If the department is prepared to back up its statement to make concrete changes, there are many reforms it can make..
It can begin by addressing myriad challenges established programs for writing and the arts face, including being excluded from facilities whose wardens see no merit in such programming. The cumbersome approval process for participating in hobby and crafts could be streamlined. They could permit group meetings so people could participate in writer’s workshops, book discussion groups, and playing music without facilitators needing to be present, which reduces already limited time for the programming.
For remote programs, like PEN America’s Prison and Justice Writing programs, the department could address their stringent mail policies. Right now, writers incarcerated in New York prisons can only receive five pages of printed material, single-sided, at once. This makes editing or sharing writing needlessly challenging. Phone calls end after 30 minutes, meaning authors have to call their editors back to finish conversations, which makes them rushed, and can make others waiting for the phone resentful.

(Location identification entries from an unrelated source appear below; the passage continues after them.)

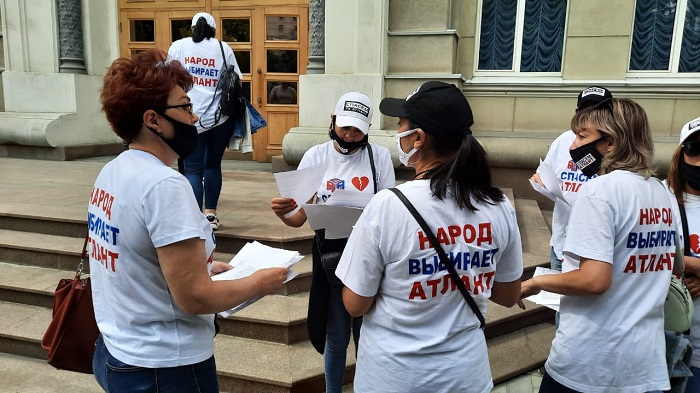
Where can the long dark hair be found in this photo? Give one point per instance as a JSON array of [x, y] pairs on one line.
[[465, 173], [202, 30]]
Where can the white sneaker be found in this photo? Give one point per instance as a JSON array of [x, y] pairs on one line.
[[213, 220]]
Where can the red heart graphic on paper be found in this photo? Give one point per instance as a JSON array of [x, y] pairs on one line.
[[360, 182], [695, 243]]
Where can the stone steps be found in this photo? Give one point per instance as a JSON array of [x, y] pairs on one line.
[[263, 366], [263, 348]]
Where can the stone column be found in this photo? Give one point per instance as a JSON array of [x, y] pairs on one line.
[[70, 37], [317, 21]]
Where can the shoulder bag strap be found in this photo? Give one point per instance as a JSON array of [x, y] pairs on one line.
[[371, 164], [443, 257], [83, 255], [221, 46], [686, 238], [217, 115]]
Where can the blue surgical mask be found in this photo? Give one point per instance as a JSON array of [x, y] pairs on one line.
[[403, 156]]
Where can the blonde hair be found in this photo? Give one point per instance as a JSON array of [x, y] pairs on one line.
[[676, 182], [626, 123]]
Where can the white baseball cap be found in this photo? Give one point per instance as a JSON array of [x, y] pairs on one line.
[[354, 109], [689, 129], [210, 19]]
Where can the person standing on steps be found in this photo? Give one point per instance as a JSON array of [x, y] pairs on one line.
[[153, 295], [419, 334], [611, 329], [203, 57], [570, 176], [570, 179], [352, 163]]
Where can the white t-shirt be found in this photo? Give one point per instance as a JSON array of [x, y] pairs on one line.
[[692, 211], [420, 326], [204, 62], [570, 181], [139, 204], [350, 172], [614, 342]]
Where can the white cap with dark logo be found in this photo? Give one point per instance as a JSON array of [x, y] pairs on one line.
[[210, 19], [354, 109], [592, 97], [689, 129]]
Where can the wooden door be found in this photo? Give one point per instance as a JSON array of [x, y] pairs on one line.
[[275, 53], [268, 37]]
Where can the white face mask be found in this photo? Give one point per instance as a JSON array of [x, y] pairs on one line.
[[403, 156]]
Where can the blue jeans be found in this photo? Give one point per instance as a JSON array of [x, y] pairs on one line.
[[555, 264], [203, 166], [693, 384], [338, 330], [115, 376]]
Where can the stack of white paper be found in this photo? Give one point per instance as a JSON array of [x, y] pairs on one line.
[[253, 257], [547, 299], [300, 185]]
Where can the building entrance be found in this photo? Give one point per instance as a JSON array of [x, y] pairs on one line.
[[270, 40]]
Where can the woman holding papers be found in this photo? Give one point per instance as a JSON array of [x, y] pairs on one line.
[[351, 163], [151, 248], [619, 252], [419, 333]]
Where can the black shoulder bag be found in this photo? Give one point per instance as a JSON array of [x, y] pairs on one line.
[[443, 257], [330, 250], [231, 101]]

Among other reforms that could be made, the digital communication system, JPay, can take a week or more to deliver electronic messages–because they are also monitored and censored. Prison authorities can stop censoring art books by claiming they are sexually explicit. Literature is also censored in prisons for many reasons, which limits individual’s access to materials integral to their creative process. In addition, prisons could accept correspondence courses as valid coursework and increase the number of books people are allowed in their cells.
Publishing from inside prisons is already incredibly challenging. Incarcerated authors cannot have real pens–their pens are rubbery and short. They are allowed only a certain number of notebooks in their possession at any given time. Buying a typewriter from a prison commissary can cost upwards of $400 with replacement ribbons costing $50 each. When you have no job or make cents an hour, that’s cost-prohibitive. These difficult aspects of writing in prison could be reversed to make it easier on incarcerated writers.
Free expression is the lifeblood for a free society. Without the ability to speak our truth we cannot negotiate the conditions of our existence. While the lives of incarcerated people may seem distant to many of us, their right to free expression—through writing and other creative means—cannot be lost because they are serving time. Otherwise, we validate censorship as a cultural practice and risk everyone’s right to freedom of expression.
If the DOCCS truly wants to encourage creative projects, it has every opportunity to give those behind bars the means to engage in creative self-expression. It remains to be seen whether they will take this path.